Ngāpuhi Treaty settlement set to be major talking point at Waitangi

The long-awaited Ngāpuhi Treaty settlement is set to be a major talking point at Waitangi this year following a groundbreaking report by the Waitangi Tribunal.

The nearly 2000-page document, based on the momentous Te Paparahi o Te Raki Inquiry, recommends the return of all Crown-owned land in Northland to Māori, and urges the Government to enter discussions with Ngāpuhi about constitutional reform.

Evidence for the inquiry was heard more than a decade ago, and lays bare the Crown's extensive Treaty breaches over the northern district.

The Tribunal said following the signing of the Treaty of Waitangi, the Crown overstepped its authority to govern Northern Māori, using aggressive military force and oppressive laws to impose sovereignty.

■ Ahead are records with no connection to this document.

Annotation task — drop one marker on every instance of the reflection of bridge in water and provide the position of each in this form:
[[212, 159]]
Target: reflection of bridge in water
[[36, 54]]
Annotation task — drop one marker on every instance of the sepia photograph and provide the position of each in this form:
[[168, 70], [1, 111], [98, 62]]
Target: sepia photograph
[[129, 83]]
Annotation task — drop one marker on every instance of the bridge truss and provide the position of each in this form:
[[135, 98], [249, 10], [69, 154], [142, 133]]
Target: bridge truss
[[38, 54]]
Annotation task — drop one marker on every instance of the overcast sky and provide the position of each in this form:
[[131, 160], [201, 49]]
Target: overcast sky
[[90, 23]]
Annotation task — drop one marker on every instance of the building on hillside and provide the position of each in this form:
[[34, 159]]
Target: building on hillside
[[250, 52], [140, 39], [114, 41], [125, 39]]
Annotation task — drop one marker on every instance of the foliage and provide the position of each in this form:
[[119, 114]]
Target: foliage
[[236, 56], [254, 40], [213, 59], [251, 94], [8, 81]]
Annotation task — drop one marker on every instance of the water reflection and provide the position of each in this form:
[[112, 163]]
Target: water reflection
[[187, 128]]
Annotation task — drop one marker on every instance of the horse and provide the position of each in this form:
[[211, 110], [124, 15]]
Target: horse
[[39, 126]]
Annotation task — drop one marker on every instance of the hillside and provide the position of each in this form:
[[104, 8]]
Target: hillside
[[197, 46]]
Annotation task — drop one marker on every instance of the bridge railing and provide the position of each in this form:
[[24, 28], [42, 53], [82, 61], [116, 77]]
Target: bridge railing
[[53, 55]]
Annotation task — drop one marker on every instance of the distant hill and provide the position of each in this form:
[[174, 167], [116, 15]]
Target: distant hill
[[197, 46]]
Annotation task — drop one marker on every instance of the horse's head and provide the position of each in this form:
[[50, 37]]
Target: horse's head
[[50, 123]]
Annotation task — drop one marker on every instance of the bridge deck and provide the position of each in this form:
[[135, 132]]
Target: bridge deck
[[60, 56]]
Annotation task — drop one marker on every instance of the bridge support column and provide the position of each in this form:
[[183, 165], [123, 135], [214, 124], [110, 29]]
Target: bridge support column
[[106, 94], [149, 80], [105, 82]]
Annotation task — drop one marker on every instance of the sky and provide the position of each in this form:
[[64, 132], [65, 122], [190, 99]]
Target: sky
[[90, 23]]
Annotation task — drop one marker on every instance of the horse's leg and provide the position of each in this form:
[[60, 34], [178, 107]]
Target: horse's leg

In the process it stripped Ngāpuhi of land, livelihoods and tino rangatiratanga, ignoring concerns about their Treaty rights being breached, and eventually locking many of them out of participating in a democracy.

"It vindicates what Ngāpuhi have been saying for a long, long time. The primary one being we have not ceded our sovereignty to anyone, particularly the Governent," Pita Tipene of Ngāti Hine said.

It recommends that the Crown enter talks with Northern Māori to potentially re-work the country's constitutional framework to one that acknowledges Ngāpuhi never ceded sovereignty.

"We expect a conversation on kāwanatanga and tino rangatiratanga," Huhana Lyndon of Ngāpuhi said.

"Governments will come and go but ultimately this report provides a platform for us."

While she does have reservations about aspects of the report, Lyndon was hopeful it was only the beginning of much stronger findings and recommendations in further reports expected to be released from the inquiry.

Ngāpuhi is yet to enter Treaty settlement negotiations, but this report provided a benchmark for potential redress.

"The tribes of Whangaroa and Whangārei were left virtually landless because of the acts and omissions of the Crown. That's been really amplified in the report," Lyndon said.

"That's a really important finding that will help the tribes in Whangārei and Whangaroa to work further on what does redress look like.

"Now we expect a conversation on kāwanatanga and tino rangatiratanga."

Treaty Negotiations Minister Andrew Little said he still needed time to fully understand the report and its contents, but was open to discussing the recommendations with Ngāpuhi.

"The Crown hasn't neen prepared for any significant constitutional change but we should have a discussion with Ngāpuhi because of the findings that the tribunal have now made."

Māori Crown Relations Minister Kelvin Davis agreed that grasping the report properly would take time, but was confident the Crown was up for challenging discussions, including at Waitangi this year.

"We the debate, its the appropriate place to have the debate, and we look forward to it."